Some quickly assumed after the Pittsburgh Steelers agreed to a deal to acquire wide receiver DK Metcalf from the Seattle Seahawks and giving him a new five-year contract worth $150M that the Steelers could soon part ways with unsettled wideout George Pickens.
During a Wednesday appearance on Pittsburgh sports radio station 93.7 The Fan, Steelers insider Ray Fittipaldo of the Pittsburgh Post-Gazette indicated that Pickens will ultimately determine if he stays with what's been the only NFL team of his career through at least the 2025 season.
"If George is a good soldier and he comes in and he works and he puts his head down and he wants to be a part of this thing, I think there will probably be a tendency to keep him," Fittipaldo said, as shared by Josh Carney of Steelers Depot. "But...what this Metcalf acquisition does, it gives [the Steelers] all of their options, right? So if they do want to trade George this week, they could do that. If they wanna trade George on draft day, they could do that. You'd probably get, I don't know about a [second-round draft pick], you'd probably get maybe a [third-round selection] in return for him."

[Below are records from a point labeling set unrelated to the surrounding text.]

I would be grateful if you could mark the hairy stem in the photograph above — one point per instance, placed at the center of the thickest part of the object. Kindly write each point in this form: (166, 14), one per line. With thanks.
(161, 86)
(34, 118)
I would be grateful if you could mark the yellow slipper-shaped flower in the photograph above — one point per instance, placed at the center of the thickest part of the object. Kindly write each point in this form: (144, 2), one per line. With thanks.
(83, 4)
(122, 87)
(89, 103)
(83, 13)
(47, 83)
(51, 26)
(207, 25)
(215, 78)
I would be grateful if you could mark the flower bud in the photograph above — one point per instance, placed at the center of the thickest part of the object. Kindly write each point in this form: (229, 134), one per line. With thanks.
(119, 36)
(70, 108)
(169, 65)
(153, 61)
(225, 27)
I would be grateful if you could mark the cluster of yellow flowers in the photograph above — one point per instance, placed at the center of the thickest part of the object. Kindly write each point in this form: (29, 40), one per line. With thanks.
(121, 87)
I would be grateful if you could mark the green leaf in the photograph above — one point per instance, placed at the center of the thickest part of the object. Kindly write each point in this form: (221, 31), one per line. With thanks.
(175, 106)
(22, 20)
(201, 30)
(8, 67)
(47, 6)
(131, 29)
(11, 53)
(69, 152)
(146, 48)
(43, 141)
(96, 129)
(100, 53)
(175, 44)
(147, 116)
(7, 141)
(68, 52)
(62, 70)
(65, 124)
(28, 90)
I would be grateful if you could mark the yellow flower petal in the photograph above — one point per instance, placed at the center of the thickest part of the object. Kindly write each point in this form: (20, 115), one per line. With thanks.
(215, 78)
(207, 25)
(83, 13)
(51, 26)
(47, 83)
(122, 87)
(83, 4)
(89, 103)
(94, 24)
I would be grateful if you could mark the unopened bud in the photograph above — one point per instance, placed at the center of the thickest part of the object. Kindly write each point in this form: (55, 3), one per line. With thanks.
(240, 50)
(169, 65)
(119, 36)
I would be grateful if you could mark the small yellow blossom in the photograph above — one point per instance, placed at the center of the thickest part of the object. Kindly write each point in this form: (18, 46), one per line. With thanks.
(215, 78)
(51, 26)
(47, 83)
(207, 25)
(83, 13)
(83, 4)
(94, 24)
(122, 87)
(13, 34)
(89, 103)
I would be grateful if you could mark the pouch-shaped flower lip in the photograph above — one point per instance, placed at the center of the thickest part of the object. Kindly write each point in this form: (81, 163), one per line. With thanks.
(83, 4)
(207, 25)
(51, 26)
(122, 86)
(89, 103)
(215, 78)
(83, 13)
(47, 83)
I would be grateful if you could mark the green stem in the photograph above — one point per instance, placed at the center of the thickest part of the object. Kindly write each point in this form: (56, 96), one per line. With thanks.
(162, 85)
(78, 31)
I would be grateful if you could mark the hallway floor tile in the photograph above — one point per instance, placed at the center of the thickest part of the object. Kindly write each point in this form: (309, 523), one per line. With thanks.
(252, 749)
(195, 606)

Pickens has repeatedly caused headaches for Steelers head coach Mike Tomlin since the club grabbed the former Georgia Bulldogs star in the second round of the 2022 draft. After Tomlin said in early December that Pickens needed to "grow up," the 24-year-old allegedly showed up late for Pittsburgh's Christmas Day contest and was then accused of sending the Kansas City Chiefs a "come get me" message via an encounter that happened during a post-game interview.
Pickens is entering the final year of his rookie contract and seemingly wasn't close to putting pen to paper on an extension with the Steelers before word of the Metcalf agreement went public. As much as the Steelers may want to have both Metcalf and Pickens as part of the offense later this year, Tomlin and Co. could decide to make an "addition-by-subtraction" transaction depending on how Pickens responds both publicly and privately to the Metcalf deal.